Linux PCI subsystem development
 help / color / mirror / Atom feed
From: sashiko-bot@kernel.org
To: "Pranjal Shrivastava" <praan@google.com>
Cc: linux-pci@vger.kernel.org
Subject: Re: [PATCH v6 6/6] iommu/amd: Fail probe on ATS configuration failure
Date: Fri, 29 May 2026 15:32:15 +0000	[thread overview]
Message-ID: <20260529153216.2AD1E1F00899@smtp.kernel.org> (raw)
In-Reply-To: <20260529111208.387412-7-praan@google.com>

Thank you for your contribution! Sashiko AI review found 5 potential issue(s) to consider:

New issues:
- [Critical] Unconditional iommu_ignore_device() on probe failure breaks IRQ remapping in PD_MODE_NONE.
- [High] Failing IOMMU probe on optional ATS configuration failure causes device breakage and leaves a dangling MSI domain.
- [Low] Redundant double invocation of iommu_ignore_device() on iommu_init_device() failure.

Pre-existing issues:
- [High] iommu_ignore_device() fails to clear DTEs for PCI aliases due to incorrect operation ordering.
- [High] Unprotected, non-atomic memset() on the hardware-accessed dev_table array.
--

commit e469ff12f2f6dc9d49a92308828b4812fa6c58ef
Author: Pranjal Shrivastava <praan@google.com>

iommu/amd: Fail probe on ATS configuration failure

The patch updates the AMD IOMMU driver to fail device probe if ATS
configuration (pci_prepare_ats) fails. It also adds a WARN_ON for
pci_enable_ats failure and unconditionally calls iommu_ignore_device
on all probe failures to fix a use-after-free risk.

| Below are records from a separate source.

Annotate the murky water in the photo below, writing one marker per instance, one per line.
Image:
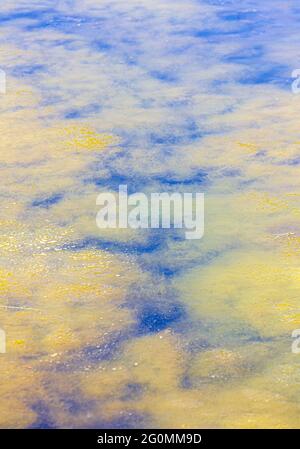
(124, 328)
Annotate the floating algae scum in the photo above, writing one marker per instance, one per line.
(131, 328)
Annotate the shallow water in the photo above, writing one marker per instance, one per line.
(128, 328)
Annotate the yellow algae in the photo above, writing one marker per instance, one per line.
(85, 138)
(245, 289)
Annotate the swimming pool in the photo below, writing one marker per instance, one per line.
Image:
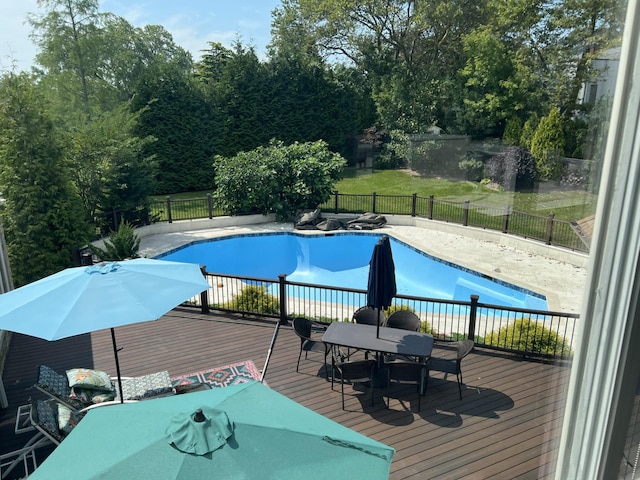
(342, 260)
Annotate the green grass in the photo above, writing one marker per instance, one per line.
(570, 205)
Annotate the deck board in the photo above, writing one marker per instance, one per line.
(507, 425)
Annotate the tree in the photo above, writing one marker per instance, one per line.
(175, 111)
(277, 178)
(411, 51)
(547, 146)
(514, 169)
(110, 170)
(43, 216)
(122, 244)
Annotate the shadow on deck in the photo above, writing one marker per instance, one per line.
(506, 426)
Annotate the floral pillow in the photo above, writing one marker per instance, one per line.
(89, 379)
(87, 395)
(67, 419)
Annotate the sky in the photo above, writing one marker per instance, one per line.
(192, 23)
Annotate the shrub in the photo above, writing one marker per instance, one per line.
(424, 327)
(121, 245)
(254, 299)
(472, 168)
(529, 336)
(512, 131)
(548, 146)
(277, 179)
(513, 169)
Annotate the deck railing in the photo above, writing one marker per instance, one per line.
(543, 228)
(534, 333)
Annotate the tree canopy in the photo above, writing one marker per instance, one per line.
(277, 179)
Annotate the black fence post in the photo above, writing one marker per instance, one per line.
(115, 219)
(169, 218)
(505, 218)
(283, 298)
(465, 215)
(76, 257)
(473, 312)
(550, 228)
(204, 296)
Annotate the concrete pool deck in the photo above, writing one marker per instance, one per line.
(556, 273)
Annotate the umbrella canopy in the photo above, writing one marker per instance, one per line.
(382, 276)
(107, 295)
(249, 431)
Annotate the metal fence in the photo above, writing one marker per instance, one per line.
(534, 333)
(543, 228)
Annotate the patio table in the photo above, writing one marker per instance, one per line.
(393, 341)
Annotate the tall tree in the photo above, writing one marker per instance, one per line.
(43, 216)
(110, 169)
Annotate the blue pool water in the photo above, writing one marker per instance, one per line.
(342, 260)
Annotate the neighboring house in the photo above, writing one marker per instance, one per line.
(605, 67)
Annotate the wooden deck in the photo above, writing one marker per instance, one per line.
(507, 425)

> diff --git a/drivers/iommu/amd/iommu.c b/drivers/iommu/amd/iommu.c
> index 84cad43dc188c..b74c4504bee39 100644
> --- a/drivers/iommu/amd/iommu.c
> +++ b/drivers/iommu/amd/iommu.c
> @@ -2502,10 +2508,22 @@ static struct iommu_device *amd_iommu_probe_device(struct device *dev)
>  	else
>  		dev_data->max_irqs = MAX_IRQS_PER_TABLE_512;
>  
> -	if (dev_is_pci(dev))
> -		pci_prepare_ats(to_pci_dev(dev), PAGE_SHIFT);
> +	if (dev_is_pci(dev)) {
> +		struct pci_dev *pdev = to_pci_dev(dev);
> +
> +		if (pci_ats_supported(pdev)) {
> +			ret = pci_prepare_ats(pdev, PAGE_SHIFT);
> +			if (ret) {
> +				iommu_dev = ERR_PTR(ret);
> +				goto out_err;

[Severity: High]
Does this error path leave a dangling MSI domain?

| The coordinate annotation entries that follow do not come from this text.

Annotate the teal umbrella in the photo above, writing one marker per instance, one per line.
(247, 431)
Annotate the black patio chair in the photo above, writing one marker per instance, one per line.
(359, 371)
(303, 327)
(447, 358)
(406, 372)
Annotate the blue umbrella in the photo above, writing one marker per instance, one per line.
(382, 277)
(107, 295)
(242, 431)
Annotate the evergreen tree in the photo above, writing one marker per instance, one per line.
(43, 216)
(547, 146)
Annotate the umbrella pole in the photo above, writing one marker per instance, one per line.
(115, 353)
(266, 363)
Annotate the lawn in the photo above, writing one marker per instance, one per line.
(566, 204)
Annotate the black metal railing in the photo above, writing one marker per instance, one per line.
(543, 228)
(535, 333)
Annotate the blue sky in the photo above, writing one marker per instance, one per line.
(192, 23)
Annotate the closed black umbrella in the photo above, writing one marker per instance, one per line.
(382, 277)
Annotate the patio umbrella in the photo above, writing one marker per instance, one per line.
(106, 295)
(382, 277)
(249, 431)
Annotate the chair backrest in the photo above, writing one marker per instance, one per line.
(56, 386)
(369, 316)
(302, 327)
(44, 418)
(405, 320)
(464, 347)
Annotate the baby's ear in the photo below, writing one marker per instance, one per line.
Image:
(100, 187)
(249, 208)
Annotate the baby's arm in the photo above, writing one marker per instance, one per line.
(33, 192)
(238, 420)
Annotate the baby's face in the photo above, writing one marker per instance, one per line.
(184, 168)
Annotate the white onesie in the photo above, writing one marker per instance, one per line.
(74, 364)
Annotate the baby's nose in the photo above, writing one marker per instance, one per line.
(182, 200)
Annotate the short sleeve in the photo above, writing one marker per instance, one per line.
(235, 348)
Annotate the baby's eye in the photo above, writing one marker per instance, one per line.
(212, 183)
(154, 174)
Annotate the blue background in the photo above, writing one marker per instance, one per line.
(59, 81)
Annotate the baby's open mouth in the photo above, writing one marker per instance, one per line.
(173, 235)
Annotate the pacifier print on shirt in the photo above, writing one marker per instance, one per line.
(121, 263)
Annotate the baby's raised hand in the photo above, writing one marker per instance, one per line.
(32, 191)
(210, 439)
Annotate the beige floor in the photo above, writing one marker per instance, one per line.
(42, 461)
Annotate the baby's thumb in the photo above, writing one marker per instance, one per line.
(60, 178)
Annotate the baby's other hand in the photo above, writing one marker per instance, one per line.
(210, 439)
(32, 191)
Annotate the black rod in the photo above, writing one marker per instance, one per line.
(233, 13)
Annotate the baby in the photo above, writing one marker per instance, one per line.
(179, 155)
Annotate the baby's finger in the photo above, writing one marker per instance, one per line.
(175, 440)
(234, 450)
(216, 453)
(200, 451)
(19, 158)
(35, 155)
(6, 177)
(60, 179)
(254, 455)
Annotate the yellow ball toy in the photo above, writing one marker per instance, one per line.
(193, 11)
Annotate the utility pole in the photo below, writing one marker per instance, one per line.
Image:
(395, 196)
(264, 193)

Since ATS is an optional PCIe performance enhancement, failing the probe
disables the device in the IOMMU. However, earlier in the probe sequence,
amd_iommu_set_pci_msi_domain() assigned the device's MSI domain to the
IOMMU's IRQ domain.

Because this assignment is not reverted on error, the device is left in an
inconsistent state. The device will be assigned to a default bypass or
direct DMA ops, but will be forced to use the IOMMU's IRQ domain for MSIs.

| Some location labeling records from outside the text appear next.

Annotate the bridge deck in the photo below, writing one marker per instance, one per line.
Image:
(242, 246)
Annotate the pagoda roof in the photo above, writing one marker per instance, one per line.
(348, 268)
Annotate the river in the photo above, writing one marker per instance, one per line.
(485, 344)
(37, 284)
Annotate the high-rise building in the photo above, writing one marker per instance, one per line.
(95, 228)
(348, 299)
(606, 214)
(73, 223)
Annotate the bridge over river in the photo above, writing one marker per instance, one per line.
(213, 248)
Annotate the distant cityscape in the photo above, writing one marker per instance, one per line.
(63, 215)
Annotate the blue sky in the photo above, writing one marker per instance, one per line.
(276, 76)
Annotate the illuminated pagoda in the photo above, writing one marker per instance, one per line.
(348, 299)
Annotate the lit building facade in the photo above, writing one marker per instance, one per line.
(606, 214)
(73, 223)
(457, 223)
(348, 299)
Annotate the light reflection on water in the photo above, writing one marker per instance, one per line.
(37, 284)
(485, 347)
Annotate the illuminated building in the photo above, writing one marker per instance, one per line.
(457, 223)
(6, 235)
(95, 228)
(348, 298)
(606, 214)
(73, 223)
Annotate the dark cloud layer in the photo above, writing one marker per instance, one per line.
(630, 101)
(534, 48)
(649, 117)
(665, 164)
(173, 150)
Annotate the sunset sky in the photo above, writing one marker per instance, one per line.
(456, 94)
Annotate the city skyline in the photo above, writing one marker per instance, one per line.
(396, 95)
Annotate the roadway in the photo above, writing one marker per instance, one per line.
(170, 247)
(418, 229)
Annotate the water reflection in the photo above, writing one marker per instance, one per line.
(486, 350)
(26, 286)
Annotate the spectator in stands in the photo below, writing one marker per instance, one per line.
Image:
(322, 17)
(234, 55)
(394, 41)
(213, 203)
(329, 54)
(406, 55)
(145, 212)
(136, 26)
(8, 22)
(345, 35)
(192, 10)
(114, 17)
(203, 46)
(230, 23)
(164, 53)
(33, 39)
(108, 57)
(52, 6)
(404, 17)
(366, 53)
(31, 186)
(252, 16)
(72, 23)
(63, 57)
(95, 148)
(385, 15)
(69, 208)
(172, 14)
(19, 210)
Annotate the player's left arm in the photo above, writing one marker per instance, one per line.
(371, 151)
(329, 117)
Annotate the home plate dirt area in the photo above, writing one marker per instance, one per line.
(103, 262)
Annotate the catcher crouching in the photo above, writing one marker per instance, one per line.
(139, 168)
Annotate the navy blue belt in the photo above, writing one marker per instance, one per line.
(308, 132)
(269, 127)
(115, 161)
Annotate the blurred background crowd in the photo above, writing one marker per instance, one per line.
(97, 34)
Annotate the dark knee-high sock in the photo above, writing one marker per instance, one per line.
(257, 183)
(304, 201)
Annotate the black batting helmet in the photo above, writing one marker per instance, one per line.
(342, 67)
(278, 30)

When the driver requests MSIs, irq_remapping_alloc() will fail to find the
IOMMU in the rlookup_table, breaking interrupt allocation completely for
the device.

> +			}
> +		}
> +	}
>  
>  out_err:
> +	if (IS_ERR(iommu_dev))
> +		iommu_ignore_device(iommu, dev);

[Severity: Low]
Is this double invocation of iommu_ignore_device() intentional?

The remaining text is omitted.